Tuesday, August 31, 2010

Spin Day

Amazing.  Stuck to the plan and completed the noon spin class at Pure Fitness. 

I wound up on an "all-or-nothing" bike, meaning that small movements of the knob results in huge differences in the resistance.  When Renee was saying to add 1 full turn, the resistance for me would go from easy to impossible.  So, I had to "cheat" and convert each full turn to around a quarter turn just to hang with the class.

I did work hard though.  A couple of cadence sequences had my legs burning and chest heaving.  I was not wearing my HR monitor, but I would have liked to have known how my heart rate compared to my perceived level of exertion.

That was all for today.  I spent 15 minutes cooling down with stretching, but didn't spend any extra time on anything else.  I really couldn't afford the spare time anyway.  I'm getting behinder and behinder at work.  I need to reassess my priorities.  My health and fitness is important, but I'm starting to take it overboard.  It's getting to the point where my workout is the first thing on my mind.  It's probably like a kid who looks forward to recess all day, at the expense of paying attention to his schoolwork. 

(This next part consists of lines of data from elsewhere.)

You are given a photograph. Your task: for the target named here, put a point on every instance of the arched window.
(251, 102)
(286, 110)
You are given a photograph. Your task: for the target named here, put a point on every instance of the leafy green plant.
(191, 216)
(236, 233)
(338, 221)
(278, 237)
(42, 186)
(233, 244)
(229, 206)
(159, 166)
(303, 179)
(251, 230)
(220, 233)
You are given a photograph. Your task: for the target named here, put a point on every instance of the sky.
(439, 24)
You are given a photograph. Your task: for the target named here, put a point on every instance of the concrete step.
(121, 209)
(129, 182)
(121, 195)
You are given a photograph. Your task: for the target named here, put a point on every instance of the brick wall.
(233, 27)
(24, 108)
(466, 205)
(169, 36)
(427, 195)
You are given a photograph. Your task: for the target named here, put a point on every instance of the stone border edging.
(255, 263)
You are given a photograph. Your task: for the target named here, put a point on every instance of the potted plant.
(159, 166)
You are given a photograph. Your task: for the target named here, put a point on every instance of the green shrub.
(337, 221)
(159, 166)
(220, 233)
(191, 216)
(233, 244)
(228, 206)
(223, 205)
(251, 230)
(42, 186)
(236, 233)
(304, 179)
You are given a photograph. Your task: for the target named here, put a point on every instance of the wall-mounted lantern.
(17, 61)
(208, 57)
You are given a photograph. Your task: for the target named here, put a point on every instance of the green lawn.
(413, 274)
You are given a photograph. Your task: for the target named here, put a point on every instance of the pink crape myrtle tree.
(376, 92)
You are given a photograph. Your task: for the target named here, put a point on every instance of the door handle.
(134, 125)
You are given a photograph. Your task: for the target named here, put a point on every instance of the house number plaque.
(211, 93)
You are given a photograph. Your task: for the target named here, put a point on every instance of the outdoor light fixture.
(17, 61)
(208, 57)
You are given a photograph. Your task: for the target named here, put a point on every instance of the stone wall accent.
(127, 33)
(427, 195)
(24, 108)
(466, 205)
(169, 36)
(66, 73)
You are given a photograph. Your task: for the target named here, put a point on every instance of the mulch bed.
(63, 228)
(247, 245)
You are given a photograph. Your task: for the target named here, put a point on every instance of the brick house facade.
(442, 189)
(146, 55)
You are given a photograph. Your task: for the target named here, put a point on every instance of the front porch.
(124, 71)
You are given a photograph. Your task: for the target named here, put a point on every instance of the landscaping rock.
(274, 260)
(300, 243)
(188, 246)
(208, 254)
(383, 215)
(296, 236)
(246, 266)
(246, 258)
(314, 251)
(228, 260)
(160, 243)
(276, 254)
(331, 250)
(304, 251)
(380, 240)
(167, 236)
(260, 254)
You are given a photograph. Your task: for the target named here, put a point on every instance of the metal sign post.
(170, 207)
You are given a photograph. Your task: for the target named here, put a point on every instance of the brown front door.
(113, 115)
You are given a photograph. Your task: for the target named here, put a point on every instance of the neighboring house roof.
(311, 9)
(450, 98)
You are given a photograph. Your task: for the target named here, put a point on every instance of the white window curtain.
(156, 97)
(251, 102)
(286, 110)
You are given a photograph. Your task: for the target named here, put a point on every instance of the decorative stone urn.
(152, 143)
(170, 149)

Even though I seem to be suffering from nagging injuries and appear to be having difficulty getting off this 16% body fat plateau, my fitness is the one area in my life where I feel like I have a good deal of control and success.  So it's natural for my attention and fixation to gravitate toward that.  But there are many other things that need attending to.  They just aren't as fun or rewarding.  But I have to get myself in gear and get control there as well.  I didn't use to be in control of my fitness.  Only 2 years ago, I was just taking the first steps out of the out-of-shape pit I had spent a decade wallowing in.  If I can pull myself out of that trap, I should be able to do the same in other aspects of my life, shouldn't I? 

Uh oh.  This post is a little more psychologically revealing than I like.